Comparative analyses of genetic diversities within tomato and pepper collections detected by retrotransposon-based SSAP, AFLP and SSR

  • Sheh May Tam
  • Corinne Mhiri
  • Aat Vogelaar
  • Marcel Kerkveld
  • Stephen R. Pearce
  • Marie-Angèle GrandbastienEmail author
Original Paper

Abstract

The retrotransposon-based sequence-specific amplification polymorphism (SSAP) marker system was used to assess the genetic diversities of collections of tomato and pepper industrial lines. The utility of SSAP markers was compared to that of amplified fragment length polymorphism (AFLP) and simple sequence repeat (SSR) markers. On the basis of our results, SSAP is most informative of the three systems for studying genetic diversity in tomato and pepper, with a significant correlation of genetic relationships between different SSAP datasets and between SSAP, AFLP and SSR markers.
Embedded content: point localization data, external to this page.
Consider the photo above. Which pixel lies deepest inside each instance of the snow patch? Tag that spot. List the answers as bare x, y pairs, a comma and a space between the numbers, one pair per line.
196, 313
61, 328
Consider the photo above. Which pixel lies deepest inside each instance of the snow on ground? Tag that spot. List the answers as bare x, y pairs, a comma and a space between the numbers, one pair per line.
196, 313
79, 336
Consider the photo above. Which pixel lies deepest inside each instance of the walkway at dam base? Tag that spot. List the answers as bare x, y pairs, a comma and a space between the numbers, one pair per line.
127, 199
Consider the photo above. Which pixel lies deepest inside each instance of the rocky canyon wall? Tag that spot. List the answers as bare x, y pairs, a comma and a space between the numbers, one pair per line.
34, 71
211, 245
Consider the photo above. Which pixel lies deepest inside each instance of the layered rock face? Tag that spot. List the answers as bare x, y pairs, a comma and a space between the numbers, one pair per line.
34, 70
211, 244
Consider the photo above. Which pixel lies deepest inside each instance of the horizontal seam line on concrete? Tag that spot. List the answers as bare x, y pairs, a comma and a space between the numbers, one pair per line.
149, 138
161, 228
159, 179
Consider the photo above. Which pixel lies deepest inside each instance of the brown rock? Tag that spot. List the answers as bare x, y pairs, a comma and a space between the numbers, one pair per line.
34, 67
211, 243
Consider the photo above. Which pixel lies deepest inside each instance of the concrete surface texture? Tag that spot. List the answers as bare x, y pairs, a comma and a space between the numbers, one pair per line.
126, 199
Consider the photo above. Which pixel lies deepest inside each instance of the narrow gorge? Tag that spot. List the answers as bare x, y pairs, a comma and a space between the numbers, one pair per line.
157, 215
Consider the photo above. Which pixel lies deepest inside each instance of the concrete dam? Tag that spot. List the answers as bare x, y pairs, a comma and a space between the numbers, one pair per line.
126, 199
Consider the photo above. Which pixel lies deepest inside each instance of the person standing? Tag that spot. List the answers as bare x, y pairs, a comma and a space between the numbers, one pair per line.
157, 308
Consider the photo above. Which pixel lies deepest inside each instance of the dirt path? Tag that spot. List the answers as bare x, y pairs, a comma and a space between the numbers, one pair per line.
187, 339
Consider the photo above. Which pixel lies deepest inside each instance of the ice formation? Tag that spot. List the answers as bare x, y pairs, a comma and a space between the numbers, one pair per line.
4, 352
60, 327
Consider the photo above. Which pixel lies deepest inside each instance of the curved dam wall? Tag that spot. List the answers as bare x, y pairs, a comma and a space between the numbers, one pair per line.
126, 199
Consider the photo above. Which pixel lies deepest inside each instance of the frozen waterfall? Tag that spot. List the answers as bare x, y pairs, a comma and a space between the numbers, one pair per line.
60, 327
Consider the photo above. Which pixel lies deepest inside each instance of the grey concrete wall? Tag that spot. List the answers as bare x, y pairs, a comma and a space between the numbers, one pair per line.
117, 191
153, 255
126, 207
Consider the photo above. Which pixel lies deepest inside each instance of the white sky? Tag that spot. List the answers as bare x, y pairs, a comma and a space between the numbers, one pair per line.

SSAP showed about four- to ninefold more diversity than AFLP and had the highest number of polymorphic bands per assay ratio and the highest marker index. For tomato, SSAP is more suitable for inferring overall genetic variation and relationships, while SSR has the ability to detect specific genetic relationships. All three marker results for pepper showed general agreement with pepper types. Additionally, retrotransposon sequences isolated from one species can be used in related Solanaceae genera. These results suggest that different marker systems are suited for studying genetic diversity in different contexts depending on the group studied, where discordance between different marker systems can be very informative for understanding genetic relationships within the study group.

Keywords

Amplify Fragment Length Polymorphism Long Terminal Repeat Marker System Bell Pepper Long Terminal Repeat Sequence 
These keywords were added by machine and not by the authors. This process is experimental and the keywords may be updated as the learning algorithm improves.

Notes

Acknowledgements

We wish to thank Q.H. Le, A. Charcosset, M. Tenaillon, V. Lefebvre, D. Higuet and E. Bonnivard for their useful comments and suggestions. This work was funded by the FW6 EC TEGERM project EC-QLRT-1999-31502.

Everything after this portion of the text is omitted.